After her first year in the United States, Muhubo started to feel more comfortable. She moved to Minnesota in 2012, wanting to be near a large Somali community, and immediately focused on work. She needed to send money to her mother, grandfather, and six siblings, who had eventually landed in Ethiopia. During this time, she also married and had a son and daughter.

Although Muhubo had heard there were schools to learn English, it took a few years before she had time to attend. When she enrolled at the English Learning Center in 2015, she was both excited and a little scared. This was the first school Muhubo ever attended in her life. Her fears, however, didn’t last long. She says, “This school has good, good people. I felt so happy when I came.” Since that first day, Muhubo has been a dedicated and quick learner. She’s advanced from English level 2 all the way to level 5/6, our most advanced class! She teases, “If you don’t work hard to learn English, stay home and sleep.”

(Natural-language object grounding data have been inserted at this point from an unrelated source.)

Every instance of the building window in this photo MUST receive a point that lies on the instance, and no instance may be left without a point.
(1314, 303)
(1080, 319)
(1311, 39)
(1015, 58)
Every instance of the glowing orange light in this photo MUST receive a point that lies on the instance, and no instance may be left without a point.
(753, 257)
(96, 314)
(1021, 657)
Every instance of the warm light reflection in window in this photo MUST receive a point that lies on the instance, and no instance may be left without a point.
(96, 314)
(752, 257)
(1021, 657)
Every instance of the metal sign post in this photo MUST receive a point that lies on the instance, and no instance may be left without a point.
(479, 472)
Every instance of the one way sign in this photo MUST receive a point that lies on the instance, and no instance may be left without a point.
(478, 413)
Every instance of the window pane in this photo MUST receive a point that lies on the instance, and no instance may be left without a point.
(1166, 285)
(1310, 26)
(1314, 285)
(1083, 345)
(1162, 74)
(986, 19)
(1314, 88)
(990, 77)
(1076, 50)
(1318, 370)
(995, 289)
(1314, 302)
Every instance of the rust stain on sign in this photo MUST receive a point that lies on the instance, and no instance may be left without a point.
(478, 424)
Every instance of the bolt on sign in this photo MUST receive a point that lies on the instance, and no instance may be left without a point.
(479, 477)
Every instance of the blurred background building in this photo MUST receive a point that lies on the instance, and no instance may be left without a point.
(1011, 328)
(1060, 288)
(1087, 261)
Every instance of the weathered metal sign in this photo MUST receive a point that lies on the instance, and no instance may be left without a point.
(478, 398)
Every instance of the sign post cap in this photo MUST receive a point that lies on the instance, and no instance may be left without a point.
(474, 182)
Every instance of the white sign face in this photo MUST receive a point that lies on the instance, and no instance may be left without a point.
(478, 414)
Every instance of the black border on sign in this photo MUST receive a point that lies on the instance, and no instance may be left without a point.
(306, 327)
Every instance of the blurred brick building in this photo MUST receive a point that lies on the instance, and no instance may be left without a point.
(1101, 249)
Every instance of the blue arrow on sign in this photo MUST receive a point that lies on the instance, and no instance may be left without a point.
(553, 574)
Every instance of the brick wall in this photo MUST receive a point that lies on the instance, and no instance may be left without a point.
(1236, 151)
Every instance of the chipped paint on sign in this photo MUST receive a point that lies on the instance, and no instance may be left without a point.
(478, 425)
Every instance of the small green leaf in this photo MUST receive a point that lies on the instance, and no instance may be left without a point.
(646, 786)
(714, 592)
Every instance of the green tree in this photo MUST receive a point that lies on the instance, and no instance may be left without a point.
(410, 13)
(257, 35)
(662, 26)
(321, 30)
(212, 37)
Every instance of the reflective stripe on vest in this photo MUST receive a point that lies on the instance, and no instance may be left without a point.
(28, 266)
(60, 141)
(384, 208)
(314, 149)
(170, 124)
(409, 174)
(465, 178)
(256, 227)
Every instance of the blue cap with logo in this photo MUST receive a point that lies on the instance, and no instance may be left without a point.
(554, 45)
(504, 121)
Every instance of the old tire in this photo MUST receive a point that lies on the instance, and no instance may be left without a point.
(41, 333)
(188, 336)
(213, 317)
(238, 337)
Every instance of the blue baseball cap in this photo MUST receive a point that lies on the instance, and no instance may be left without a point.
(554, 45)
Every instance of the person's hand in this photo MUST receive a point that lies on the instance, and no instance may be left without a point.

Looking forward, Muhubo has several goals for the future. She continues to work, now at a childcare center, and send money to support her family in Ethiopia. Someday, she hopes they can join her here in Minnesota. She recently applied for her citizenship test and hopes that becoming a citizen will speed the process along. Beyond that, Muhubo wants first to finish all the levels at the English Learning Center and then go to college. She’s keeping her career options open, joking, “I like driving. Maybe I’ll be a semi-truck driver!” Truck driver or not, she’s bound to go far.